By Barbara Kollmeyer and Carla Mozee, MarketWatch

Government to bump up living wage by 4%

A flip lower in retail and housing shares after the U.K. government discussed budget plans pushed the benchmark FTSE 100 lower on Wednesday.

The blue-chip stock benchmark fell 0.5% to 6,788.40, giving up a rise of as much as 0.9%, as only the industrial sector hung in positive territory.

The reversal got underway after U.K. Chancellor of the Exchequer Philip Hammond talked about the Conservative government's budget for the first time since the U.K. voted to leave the European Union in a June referendum. In terms of the short-term growth view, gross domestic product is expected to slow to a rate of 1.4% in 2017 compared with a previous view of 2.2%. Meanwhile, the government plans to launch a GBP23 billon fund for infrastructure and innovation to run over the next five years.

Retail stocks dropped as the government plans to raise the National Living Wage to GBP7.50 an hour from GBP7.20 an hour, beginning in April 2017. Shares of supermarket chain Tesco PLC (TSCO.LN) briefly fell to the bottom of the FTSE 100 as they lost 2.5%. Apparel and accessories retailer Next PLC (NXT.LN) gave up 1.7% and electronics seller Dixons Carphone (DC.LN) moved down 1.5%.

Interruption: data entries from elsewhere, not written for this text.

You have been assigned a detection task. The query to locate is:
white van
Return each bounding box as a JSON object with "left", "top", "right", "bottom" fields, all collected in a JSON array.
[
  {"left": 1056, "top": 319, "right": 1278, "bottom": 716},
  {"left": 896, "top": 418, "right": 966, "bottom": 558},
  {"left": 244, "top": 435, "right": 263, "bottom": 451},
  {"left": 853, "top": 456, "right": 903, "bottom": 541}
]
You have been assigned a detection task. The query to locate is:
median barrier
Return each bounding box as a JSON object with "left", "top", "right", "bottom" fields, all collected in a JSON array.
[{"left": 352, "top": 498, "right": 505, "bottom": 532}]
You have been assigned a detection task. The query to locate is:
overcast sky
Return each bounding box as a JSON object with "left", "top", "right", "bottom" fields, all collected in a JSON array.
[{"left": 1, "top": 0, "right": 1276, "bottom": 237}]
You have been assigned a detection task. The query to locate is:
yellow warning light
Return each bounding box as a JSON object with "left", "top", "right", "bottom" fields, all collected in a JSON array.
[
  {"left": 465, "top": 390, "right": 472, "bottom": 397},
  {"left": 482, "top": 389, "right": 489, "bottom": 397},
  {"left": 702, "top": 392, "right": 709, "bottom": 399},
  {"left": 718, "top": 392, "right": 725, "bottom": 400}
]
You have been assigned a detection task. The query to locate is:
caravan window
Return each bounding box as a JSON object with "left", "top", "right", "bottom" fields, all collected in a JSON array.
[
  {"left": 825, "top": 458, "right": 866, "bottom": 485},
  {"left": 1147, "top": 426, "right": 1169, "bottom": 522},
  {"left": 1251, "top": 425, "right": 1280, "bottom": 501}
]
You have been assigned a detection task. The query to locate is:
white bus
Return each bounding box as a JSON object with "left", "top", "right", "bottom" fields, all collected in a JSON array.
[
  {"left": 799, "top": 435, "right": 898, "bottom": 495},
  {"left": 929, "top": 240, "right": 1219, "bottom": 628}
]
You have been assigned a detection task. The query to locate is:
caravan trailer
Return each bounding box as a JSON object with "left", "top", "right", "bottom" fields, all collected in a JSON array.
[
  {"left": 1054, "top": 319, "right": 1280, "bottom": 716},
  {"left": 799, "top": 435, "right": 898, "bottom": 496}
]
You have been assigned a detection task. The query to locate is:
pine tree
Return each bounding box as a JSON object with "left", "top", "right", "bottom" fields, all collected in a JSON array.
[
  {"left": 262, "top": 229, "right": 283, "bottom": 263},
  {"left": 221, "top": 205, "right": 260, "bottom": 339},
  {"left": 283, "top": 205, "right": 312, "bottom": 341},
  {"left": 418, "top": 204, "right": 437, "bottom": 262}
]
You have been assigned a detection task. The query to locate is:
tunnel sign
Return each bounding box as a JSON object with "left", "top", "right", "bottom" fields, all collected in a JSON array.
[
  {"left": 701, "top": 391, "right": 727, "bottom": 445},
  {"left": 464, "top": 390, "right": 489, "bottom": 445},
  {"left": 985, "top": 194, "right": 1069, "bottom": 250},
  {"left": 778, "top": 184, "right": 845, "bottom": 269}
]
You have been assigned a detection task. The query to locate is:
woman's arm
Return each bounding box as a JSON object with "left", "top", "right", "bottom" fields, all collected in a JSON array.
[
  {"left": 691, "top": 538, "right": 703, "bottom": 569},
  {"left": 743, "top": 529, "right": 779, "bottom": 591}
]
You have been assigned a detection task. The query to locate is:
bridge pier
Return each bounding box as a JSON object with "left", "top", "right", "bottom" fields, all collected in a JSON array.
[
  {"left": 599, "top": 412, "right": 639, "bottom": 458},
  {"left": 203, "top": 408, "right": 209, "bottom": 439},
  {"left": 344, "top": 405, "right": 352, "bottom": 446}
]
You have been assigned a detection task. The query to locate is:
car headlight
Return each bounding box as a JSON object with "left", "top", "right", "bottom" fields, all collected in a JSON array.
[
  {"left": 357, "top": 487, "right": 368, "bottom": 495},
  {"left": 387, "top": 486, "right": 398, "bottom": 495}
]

Housing: The government will launch at GBP2.3 billion housing infrastructure fund to aid in providing high-demand areas with 100,000 new homes, and will offer GBP1.4 billion for an extra 40,000 affordable homes.

"Affordable homes tend not to be the cash cows of many development companies. Not to say they don't participate in these kind of schemes, but it doesn't necessarily move thedial in terms of their revenues a great deal," said Ken Odeluga, market analyst at City Index. "I think that's why the market isn't reacting with a great ebullience to that particular part, but it's a worthy measure to be announced."

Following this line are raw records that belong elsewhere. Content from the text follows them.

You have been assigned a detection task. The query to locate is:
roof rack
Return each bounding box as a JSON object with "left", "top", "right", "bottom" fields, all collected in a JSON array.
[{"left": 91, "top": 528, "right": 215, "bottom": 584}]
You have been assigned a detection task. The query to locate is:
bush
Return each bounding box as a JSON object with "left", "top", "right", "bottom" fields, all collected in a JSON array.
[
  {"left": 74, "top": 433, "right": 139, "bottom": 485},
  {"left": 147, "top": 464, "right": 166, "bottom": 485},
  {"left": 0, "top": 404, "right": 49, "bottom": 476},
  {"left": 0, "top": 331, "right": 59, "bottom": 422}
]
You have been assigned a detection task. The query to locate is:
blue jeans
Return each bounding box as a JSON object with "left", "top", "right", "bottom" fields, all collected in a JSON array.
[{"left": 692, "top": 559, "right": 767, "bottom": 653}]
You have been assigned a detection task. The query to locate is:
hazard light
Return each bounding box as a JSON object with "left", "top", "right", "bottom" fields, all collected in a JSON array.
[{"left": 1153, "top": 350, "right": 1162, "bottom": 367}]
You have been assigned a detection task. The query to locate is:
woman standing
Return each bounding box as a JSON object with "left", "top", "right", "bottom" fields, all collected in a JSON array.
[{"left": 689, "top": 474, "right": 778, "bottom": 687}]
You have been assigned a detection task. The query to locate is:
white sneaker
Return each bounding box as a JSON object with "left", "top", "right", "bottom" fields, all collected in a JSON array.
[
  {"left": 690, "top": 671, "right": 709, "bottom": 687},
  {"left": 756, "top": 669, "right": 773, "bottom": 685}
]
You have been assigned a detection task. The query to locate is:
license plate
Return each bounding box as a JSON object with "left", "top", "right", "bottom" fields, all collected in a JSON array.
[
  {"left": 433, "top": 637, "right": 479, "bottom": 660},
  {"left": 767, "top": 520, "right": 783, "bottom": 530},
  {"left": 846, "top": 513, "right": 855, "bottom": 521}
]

Shares of home builder Persimmon (PSN.LN) fell 2.6%, Barratt Developments PLC (BDEV.LN) declined 2.3% and Taylor Wimpey PLC (TW.LN) pulled back 1.7%.

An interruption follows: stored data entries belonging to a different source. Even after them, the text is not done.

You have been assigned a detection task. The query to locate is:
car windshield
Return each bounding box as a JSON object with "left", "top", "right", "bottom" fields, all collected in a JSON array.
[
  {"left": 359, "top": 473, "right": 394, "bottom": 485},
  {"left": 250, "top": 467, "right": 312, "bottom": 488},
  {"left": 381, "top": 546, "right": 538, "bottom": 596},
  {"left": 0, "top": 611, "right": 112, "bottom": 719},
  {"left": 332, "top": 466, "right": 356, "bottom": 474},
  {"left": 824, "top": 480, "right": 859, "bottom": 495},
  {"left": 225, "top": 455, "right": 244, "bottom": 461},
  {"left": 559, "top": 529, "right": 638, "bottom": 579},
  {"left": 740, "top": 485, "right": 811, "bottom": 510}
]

Hammond also said the government will ban fees imposed upon renters by letting agencies "as soon as possible." Shares of real-estate agents had been down earlier Wednesday on market talk that such fees would be reduced. Foxtons Group PLC (FOXT.LN) shares tumbled 14%, while Countrywide PLC (CWD.LN), the U.K.'s largest real estate agency, sank 6.2%.

The average fee charged by agents licensed by the Association of Residential Letting Agents is GBP202 per tenant. If fees are banned, landlords will end up recouping the costs through higher rents, the industry bodysaid early Wednesday.


Miners: Mining shares were mixed after broadly advancing earlier Wednesday, "with iron ore prices rocketing as investors take an ultra-optimistic view of future demand," said Rebecca O'Keeffe, head of investment at Interactive Investor, in a note to clients.

Goldman Sachs lifted its iron ore price forecasts over the next three, six and 12 months, with analysts saying in a research note Wednesday that the 2016 market for the metal has "benefitted from better fundamentals and favorable technicals."

O'Keeffe cautioned against counting too much on increased demand for commodities from the U.S. following the election victory for Donald Trump. The Republican president-elect has pledged to raise spending on infrastructure, seen as potentially driving that demand. But for one thing, the U.S. gets most of its steel from scrap, O'Keeffe noted.

Iron ore heavyweights BHP Billiton PLC (BHP.AU) (BLT.LN)(BHP.AU) and Rio Tinto PLC (RIO) (RIO) (RIO) were up 1.7% and 0.5%. But gold miner Fresnillo PLC (FRES.LN) fell 4.1% as gold prices gave up more than 2%.

The pound fetched $1.2388, little changed from the time that Hammond began speaking in parliament. It's still down from $1.2417 late Tuesday.